"Within the next three to six months we would probably look at another maybe Rs 5 billion plus," said Rajendra Theagarajah, chief executive at HNB said.
"We have an internal aspiration of benchmarking out total capital adequacy in excess of 14-15 percent."
"This is really to create that space which the governor (of the Central Bank) mentioned sometimes ago so that the bank would have a strong enough capital buffer to meet the positive growth opportunities in the country and look forward for the next five years."He said the bank has already raised nearly eight billion rupees in capital via a combination of equity and debt.
During May to September 2011 HNB raised six billion rupees in Tier I equity capital and two billion in Tier II through a subordinated debt, a Fitch, a ratings agency said.
"Ideally a lot of banks prefer to maintain a capital adequacy ratio of around 10 percent which is the minimum requirement set by the Central Bank," said Maninda Wickramasinghe, the country head, Fitch Ratings Lanka.
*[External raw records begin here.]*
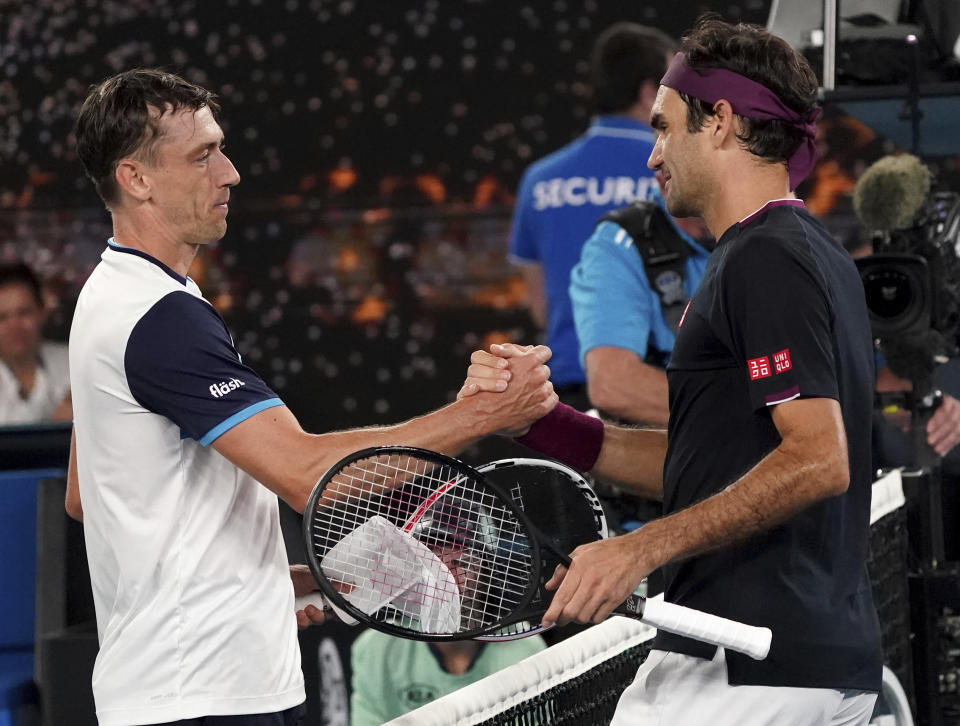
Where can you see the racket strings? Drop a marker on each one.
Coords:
(483, 552)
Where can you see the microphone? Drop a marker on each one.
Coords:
(891, 193)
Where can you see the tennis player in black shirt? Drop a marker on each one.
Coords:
(764, 470)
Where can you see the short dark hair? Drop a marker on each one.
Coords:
(115, 120)
(624, 56)
(18, 273)
(769, 60)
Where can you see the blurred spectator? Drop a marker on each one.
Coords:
(562, 196)
(392, 676)
(34, 373)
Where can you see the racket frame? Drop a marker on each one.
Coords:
(335, 598)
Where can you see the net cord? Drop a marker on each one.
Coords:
(536, 674)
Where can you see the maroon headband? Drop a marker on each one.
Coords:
(748, 98)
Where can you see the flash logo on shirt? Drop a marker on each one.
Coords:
(217, 390)
(759, 368)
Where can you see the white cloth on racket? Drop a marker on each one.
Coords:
(382, 565)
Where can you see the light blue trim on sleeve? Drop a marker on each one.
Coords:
(239, 416)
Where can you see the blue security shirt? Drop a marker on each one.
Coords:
(560, 200)
(613, 303)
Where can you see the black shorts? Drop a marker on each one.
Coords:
(290, 717)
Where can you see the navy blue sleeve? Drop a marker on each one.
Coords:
(181, 363)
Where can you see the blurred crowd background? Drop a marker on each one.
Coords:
(380, 146)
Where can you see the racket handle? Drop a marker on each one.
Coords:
(314, 598)
(748, 639)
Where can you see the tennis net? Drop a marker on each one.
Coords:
(576, 682)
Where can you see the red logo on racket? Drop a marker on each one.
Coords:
(781, 361)
(758, 368)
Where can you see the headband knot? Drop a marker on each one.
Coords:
(750, 99)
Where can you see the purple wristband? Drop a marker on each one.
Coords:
(567, 435)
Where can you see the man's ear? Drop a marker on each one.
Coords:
(130, 178)
(725, 123)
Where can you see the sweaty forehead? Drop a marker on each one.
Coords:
(188, 125)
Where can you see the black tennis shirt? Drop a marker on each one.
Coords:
(780, 314)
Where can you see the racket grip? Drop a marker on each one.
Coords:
(748, 639)
(311, 598)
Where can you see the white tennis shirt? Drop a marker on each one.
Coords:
(193, 596)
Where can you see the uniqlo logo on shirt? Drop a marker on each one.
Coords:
(758, 367)
(781, 361)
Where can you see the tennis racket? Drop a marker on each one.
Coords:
(423, 546)
(556, 499)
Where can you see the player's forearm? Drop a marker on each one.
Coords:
(782, 484)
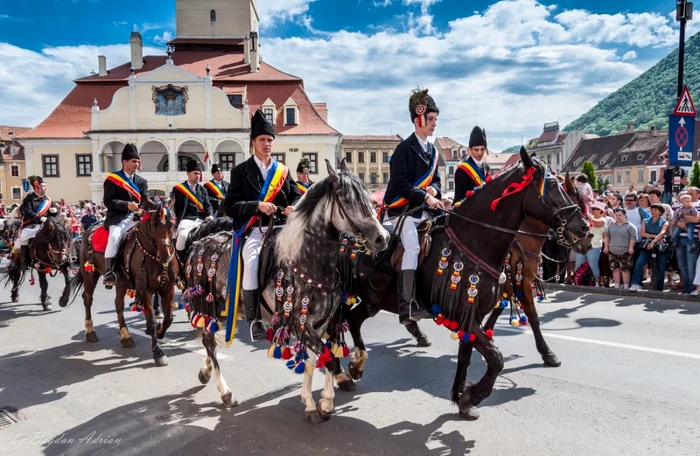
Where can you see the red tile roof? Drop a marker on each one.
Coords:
(72, 117)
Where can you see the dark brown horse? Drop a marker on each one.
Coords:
(472, 247)
(146, 264)
(49, 252)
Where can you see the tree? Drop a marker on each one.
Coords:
(695, 175)
(589, 171)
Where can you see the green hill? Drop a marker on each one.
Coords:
(647, 100)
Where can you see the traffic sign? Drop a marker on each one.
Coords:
(680, 140)
(685, 106)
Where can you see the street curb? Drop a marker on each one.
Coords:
(667, 295)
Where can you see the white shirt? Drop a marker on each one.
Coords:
(263, 169)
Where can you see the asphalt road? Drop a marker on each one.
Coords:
(628, 384)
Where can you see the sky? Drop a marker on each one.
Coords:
(509, 66)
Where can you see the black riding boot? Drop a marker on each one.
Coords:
(409, 310)
(110, 276)
(254, 315)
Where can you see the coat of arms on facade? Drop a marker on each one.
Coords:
(170, 100)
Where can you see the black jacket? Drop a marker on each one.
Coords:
(241, 201)
(464, 182)
(185, 209)
(408, 164)
(30, 207)
(117, 199)
(214, 198)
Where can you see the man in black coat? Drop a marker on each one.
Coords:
(216, 189)
(243, 202)
(473, 172)
(124, 193)
(192, 206)
(414, 181)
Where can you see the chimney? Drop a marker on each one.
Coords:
(322, 109)
(136, 50)
(102, 60)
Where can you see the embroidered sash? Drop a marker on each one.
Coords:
(276, 177)
(123, 182)
(211, 185)
(185, 190)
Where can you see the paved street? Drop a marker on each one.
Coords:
(627, 385)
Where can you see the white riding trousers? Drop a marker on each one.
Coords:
(183, 230)
(116, 234)
(251, 259)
"If any bank maintains that percentage as a policy I would say it is a well managed bank in terms of risk profile and 14 percent is a very good rate."
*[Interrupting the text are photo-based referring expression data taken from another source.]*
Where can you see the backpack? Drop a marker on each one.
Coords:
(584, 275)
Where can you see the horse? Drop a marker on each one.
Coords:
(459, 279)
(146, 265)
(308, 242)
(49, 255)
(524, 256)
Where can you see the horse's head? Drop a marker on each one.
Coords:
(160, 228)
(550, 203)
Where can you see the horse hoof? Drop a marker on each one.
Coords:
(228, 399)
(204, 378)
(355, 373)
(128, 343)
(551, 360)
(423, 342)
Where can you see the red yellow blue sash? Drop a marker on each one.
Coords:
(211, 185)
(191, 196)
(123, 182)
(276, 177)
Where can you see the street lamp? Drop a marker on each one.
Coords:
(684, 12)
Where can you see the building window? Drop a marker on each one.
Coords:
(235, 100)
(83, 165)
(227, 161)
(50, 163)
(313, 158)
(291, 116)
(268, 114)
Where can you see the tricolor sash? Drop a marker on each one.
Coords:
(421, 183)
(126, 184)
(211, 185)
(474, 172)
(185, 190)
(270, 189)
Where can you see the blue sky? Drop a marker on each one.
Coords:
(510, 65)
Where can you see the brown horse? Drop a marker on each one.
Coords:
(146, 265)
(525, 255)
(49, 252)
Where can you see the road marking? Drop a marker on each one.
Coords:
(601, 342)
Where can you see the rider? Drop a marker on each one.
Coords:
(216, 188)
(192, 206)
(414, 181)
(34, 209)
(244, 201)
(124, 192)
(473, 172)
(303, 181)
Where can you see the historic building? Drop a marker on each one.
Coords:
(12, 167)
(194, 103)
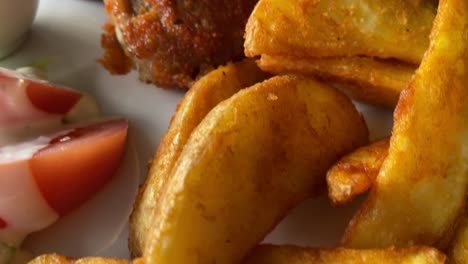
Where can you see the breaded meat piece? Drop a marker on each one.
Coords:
(170, 42)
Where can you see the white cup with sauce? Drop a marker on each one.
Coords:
(16, 18)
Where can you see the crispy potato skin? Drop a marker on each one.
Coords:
(355, 173)
(421, 189)
(253, 158)
(458, 253)
(269, 254)
(204, 95)
(377, 82)
(343, 41)
(172, 42)
(331, 28)
(58, 259)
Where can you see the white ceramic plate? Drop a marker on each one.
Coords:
(67, 32)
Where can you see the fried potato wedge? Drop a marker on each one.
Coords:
(421, 188)
(340, 28)
(206, 93)
(459, 249)
(253, 158)
(58, 259)
(377, 82)
(355, 173)
(269, 254)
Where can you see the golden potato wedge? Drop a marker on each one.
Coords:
(206, 93)
(269, 254)
(252, 159)
(458, 253)
(421, 188)
(377, 82)
(58, 259)
(355, 173)
(340, 28)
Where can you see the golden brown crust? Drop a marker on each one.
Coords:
(204, 95)
(355, 173)
(421, 188)
(269, 254)
(173, 42)
(58, 259)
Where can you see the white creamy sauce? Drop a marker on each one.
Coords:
(22, 127)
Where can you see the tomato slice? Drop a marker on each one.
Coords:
(43, 95)
(74, 166)
(50, 98)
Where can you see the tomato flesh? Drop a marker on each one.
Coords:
(74, 166)
(43, 95)
(51, 99)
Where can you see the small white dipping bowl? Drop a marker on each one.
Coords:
(16, 17)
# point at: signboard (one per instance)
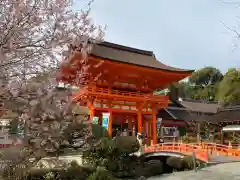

A recent Fitch report said HNB's total capital adequacy was 11.4 percent in the first half of 2011, with half year profits added, and Tier I alone was 10.2 percent, though slightly lower than last year.
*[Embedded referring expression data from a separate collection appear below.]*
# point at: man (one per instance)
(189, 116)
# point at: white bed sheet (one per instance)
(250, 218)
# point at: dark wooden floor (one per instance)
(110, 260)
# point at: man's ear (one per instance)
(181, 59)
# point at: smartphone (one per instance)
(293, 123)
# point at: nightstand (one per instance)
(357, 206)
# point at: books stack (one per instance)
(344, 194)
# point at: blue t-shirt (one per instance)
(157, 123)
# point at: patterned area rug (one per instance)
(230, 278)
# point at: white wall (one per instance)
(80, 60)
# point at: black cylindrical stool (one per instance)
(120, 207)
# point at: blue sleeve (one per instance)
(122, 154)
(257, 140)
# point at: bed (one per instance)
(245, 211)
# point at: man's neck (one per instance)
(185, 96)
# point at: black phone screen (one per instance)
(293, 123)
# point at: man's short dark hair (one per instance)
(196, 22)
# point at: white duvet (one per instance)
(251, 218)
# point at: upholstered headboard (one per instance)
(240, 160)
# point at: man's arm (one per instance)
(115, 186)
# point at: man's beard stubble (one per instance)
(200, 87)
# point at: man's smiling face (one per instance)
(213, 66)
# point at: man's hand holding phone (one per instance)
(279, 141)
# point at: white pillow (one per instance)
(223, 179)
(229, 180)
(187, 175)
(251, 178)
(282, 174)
Fitch has rated the lender, 'AA-(lka)' with a stable outlook. Its subordinated debt is rated a notch lower at A+ (lka). The new capital will back HNB's future loan growth and increase capacity to absorb potential loan losses, Fitch said.
The bank will continue to raise capital in the next year, mostly in debt.
"I think we have raised most of the equity component of it, so the balance would be Tier II instruments from a good mix of prospective investors," Theagarajah said.
"Wherever possible we will seek to list these instruments so we will create at the same time a good corporate bond market in this country and create the all important liquidity in these instruments."
Fitch said Sri Lanka's government and related entities held 28 percent of the banks stock and Stassen group held 18 percent.